Caroline Sweet, a freelance actor and writer in Los Angeles, said she was in the emergency room emerging from a CT scan after enduring days of being "completely doubled-over in pain" when she received an email on June 17 from Daily Harvest informing her to throw away the crumbles and offering her a $10 store credit. (The company said in a blogpost all consumers were issued a credit for the recalled product).
"It was just like a huge f**k you," Sweet said of the email. "The fact that they're just handling it so poorly feels like such a huge slap in the face."
Sarah Schacht, a consultant and property manager in Seattle, said she similarly became "violently ill" after consuming the product that she said she was initially drawn to for its organic and health-forward marketing. "Everyone who's on the internet has been served Daily Harvest ads, right?" she said.
Schacht has been vocal on Twitter about urging people to take samples to local health departments or their Food and Drug Administration offices.
Silverstein, meanwhile, said he was incredibly dismayed by the Instagram post Daily Harvest used to alert customers of the recall. The post, which was published on June 19, simply used a previous promotional picture of the crumble -- and directed people to click a link for an "important message," which directed them to a blog post about the voluntary recall. At a first glance, Silverstein said most people would assume that the post was promoting the product.

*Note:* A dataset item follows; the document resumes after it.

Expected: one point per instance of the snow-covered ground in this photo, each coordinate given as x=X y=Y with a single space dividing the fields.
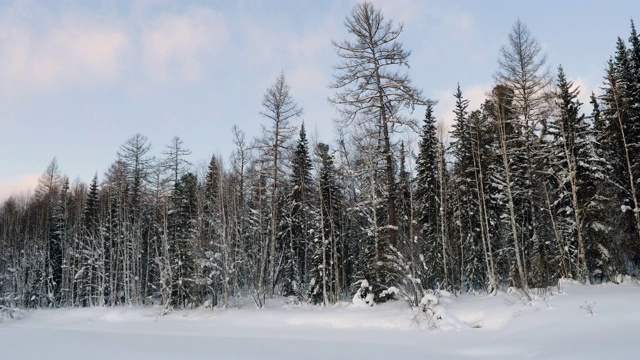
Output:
x=505 y=326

Daily Harvest has since removed the post he referenced from their Instagram, which was widely blasted as insensitive.
The FDA told CNN Business in a statement that it cannot confirm or deny if an investigation is occurring that is not already listed on its website. "However, the FDA takes seriously reports of possible adulteration of a food that may also cause illnesses or injury," an FDA spokesperson said in a statement.
The agency added that when specific consumer guidance can be developed, the FDA and US Centers for Disease Control and Prevention will publish outbreak advisories communicating that guidance to the public.
"I'm very angry because we are all being left in the dark without answers," said Pearson. "I know that accidents happen all the time in the food industry, and I've just seen other companies who are completely transparent, speaking up and making loud and clear announcements of what's going on and what the next steps are and what they found out so far."
Silverstein added that he feels that some of the onus has fallen on influencers to alert their followers. While the company emailed customers and posted a statement on its website, he thinks they should be doing more to make people aware on social media.
While he and his wife have worked with Daily Harvest for some five years now, and never had any issues in the past, he said they have no choice but to "cut off our relationship with them."